Other components, such as the extended plate 21, the extended via 23, the ground via 24, and the basic resonator 10, may be similar to those described in the embodiment of FIG. 2. Therefore, details are omitted here.

FIG. 11 is a schematic cross-sectional view of the antenna taken along line A of FIG. 1 according to another embodiment. The embodiment of FIG. 11 illustrates a coupler 22 having an interdigitated structure, which is configured to significantly enhance capacitive coupling between the coupler pad 22a and the ground pad 22b.

As shown in FIG. 11, the coupler pad 22a includes at least one first finger (not separately numbered in this view) extending downwards toward the ground pad 22b. Correspondingly, the ground pad 22b includes at least one second finger 70 extending upwards toward the coupler pad 22a. The at least one first finger and the at least one second finger 70 are interdigitated. It implies that they are interleaved in a comb-like structure without making direct electrical contact. In the embodiment, the number of fingers extending from each pad can be different, which results in the coupler pad 22a and the ground pad 22b having different shapes or sizes.
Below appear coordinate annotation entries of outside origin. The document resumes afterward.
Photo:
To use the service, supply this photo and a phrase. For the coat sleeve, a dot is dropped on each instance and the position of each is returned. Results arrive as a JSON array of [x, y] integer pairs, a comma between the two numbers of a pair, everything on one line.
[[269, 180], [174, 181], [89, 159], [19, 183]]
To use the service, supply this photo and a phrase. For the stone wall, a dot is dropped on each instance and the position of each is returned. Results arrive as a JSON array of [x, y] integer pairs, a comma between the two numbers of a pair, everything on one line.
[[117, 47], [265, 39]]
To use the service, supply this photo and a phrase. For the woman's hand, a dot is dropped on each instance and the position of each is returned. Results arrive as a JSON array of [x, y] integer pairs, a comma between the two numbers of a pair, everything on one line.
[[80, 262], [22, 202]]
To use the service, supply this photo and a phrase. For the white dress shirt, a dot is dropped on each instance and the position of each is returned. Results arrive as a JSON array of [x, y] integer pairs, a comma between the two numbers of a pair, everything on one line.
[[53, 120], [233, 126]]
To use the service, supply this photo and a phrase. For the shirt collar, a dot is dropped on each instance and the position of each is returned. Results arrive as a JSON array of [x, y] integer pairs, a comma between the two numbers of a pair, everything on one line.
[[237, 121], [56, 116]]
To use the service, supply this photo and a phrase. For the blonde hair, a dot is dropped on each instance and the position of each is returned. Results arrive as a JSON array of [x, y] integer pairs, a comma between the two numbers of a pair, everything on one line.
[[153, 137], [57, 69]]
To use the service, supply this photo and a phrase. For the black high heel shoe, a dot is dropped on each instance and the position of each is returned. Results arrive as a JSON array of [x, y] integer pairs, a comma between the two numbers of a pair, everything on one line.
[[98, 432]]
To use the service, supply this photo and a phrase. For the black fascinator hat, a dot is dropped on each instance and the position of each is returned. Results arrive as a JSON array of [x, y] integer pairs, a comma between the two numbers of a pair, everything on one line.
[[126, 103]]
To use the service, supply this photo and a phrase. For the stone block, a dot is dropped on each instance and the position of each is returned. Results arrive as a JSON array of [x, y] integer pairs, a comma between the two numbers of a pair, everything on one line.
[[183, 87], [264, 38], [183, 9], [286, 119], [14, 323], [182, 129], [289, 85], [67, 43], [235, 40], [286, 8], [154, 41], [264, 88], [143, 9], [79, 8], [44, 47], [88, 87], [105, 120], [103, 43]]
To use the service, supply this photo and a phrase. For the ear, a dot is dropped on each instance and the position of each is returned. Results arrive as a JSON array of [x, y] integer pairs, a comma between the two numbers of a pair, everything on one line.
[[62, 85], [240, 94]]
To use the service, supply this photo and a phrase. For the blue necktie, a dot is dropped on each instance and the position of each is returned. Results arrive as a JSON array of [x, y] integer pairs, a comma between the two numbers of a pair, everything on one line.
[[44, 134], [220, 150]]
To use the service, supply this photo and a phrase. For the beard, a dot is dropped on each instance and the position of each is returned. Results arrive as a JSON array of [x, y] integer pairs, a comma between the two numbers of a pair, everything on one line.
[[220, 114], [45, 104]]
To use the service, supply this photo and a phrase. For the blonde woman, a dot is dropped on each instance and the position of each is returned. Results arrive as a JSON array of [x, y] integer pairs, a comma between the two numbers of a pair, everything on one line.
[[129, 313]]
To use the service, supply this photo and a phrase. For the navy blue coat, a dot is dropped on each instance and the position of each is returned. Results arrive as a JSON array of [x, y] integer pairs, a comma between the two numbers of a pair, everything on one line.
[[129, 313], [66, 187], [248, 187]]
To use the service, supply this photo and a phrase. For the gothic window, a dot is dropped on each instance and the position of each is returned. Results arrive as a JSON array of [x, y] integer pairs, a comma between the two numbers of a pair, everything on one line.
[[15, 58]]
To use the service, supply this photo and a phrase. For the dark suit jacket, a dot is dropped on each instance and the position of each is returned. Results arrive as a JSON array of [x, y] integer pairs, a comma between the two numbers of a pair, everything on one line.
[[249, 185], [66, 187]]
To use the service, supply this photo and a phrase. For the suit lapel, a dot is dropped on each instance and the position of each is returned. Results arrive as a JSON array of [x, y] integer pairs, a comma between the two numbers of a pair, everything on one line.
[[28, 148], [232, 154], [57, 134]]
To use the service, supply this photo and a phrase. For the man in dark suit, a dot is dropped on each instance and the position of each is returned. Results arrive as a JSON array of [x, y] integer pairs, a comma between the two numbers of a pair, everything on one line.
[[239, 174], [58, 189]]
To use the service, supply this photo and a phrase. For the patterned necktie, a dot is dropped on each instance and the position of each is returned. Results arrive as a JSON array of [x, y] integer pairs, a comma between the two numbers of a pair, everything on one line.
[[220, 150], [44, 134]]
The advantage of the interdigitated structure of the coupler 22 is a significant increase in the effective surface area for capacitive coupling. In addition to the parallel-plate capacitance between the horizontal portions of the pads, this structure introduces strong lateral (side-to-side) fringing capacitance between the vertical surfaces of the interleaved fingers. The coupler 22 in FIG. 11 can enhance capacitance for a greater range of filter tuning, or alternatively, allow for achieving a target capacitance within a smaller physical footprint compared to a simple parallel-plate capacitor.

The architecture of the antenna in the embodiments, including both the basic resonator 10 and the coupled extended resonator 20, provides significant performance advantages over conventional antenna designs. One significant advantage is improved out-band radiation suppression. The extended resonator 20 is regarded as an integrated filter, creating a sharper frequency response roll-off at the edges of the operating bands compared to an antenna with only a basic resonator. The enhanced filtering capability leads the antenna to better reject unwanted interference from adjacent frequency channels.
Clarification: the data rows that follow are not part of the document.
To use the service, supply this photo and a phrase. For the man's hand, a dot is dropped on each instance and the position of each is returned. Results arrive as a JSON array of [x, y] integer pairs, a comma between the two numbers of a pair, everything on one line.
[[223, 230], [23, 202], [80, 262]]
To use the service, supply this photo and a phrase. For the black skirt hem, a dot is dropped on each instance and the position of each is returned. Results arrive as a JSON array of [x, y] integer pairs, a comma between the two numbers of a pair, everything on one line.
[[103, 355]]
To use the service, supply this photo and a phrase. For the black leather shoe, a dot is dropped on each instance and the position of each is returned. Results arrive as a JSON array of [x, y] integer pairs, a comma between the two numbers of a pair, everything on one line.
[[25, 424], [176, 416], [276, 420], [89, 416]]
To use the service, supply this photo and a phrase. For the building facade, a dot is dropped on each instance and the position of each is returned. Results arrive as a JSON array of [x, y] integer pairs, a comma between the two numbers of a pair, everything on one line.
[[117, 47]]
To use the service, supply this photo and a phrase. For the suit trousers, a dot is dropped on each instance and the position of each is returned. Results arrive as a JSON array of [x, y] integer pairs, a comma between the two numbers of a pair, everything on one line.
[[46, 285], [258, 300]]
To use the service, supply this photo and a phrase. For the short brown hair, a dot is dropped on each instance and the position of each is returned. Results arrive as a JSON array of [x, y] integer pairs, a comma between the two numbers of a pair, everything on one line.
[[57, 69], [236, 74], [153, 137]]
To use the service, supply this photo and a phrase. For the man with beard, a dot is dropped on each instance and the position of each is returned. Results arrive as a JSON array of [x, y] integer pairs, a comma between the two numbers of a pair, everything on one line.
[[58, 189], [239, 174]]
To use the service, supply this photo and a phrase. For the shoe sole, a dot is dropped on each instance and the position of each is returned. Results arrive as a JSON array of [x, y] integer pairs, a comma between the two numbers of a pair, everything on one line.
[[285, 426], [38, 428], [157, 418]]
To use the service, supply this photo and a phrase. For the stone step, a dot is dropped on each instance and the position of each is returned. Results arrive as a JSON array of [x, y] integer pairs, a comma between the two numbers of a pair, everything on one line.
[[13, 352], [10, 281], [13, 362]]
Another significant advantage is improved radiation coverage. The interaction between the basic resonator 10 and the extended resonator 20 modifies the radiation pattern of the antenna, increasing the gain at large radiation angles. Further, the antenna architecture described herein can be readily implemented using standard printed circuit board (PCB) manufacturing processes or within a semiconductor package, making it suitable for a wide range of integrated wireless devices. Therefore, the antenna in the embodiments provides a broader effective beam width, which enhances signal coverage and link reliability, particularly for mobile applications.

In summary, the embodiment provides a novel antenna architecture that includes a basic resonator and an extended resonator separated by a trench. By designing the coupling between the basic resonator and the extended resonator, the antenna achieves significant performance enhancements. The enhancements include improved out-band radiation suppression, effectively integrating a filtering function into the antenna, and an increased gain at wide radiation angles, which results in a broader effective beam width and enhanced signal coverage. As demonstrated by the various embodiments, the geometric shapes, layered arrangement, and specific structures of via and coupler components can be modified to provide a high degree of adjusting capability over the antenna's frequency response and radiation pattern.

Those skilled in the art will readily observe that numerous modifications and alterations of the device and method may be made while retaining the teachings of the invention. Accordingly, the above disclosure should be construed as limited only by the metes and bounds of the appended claims.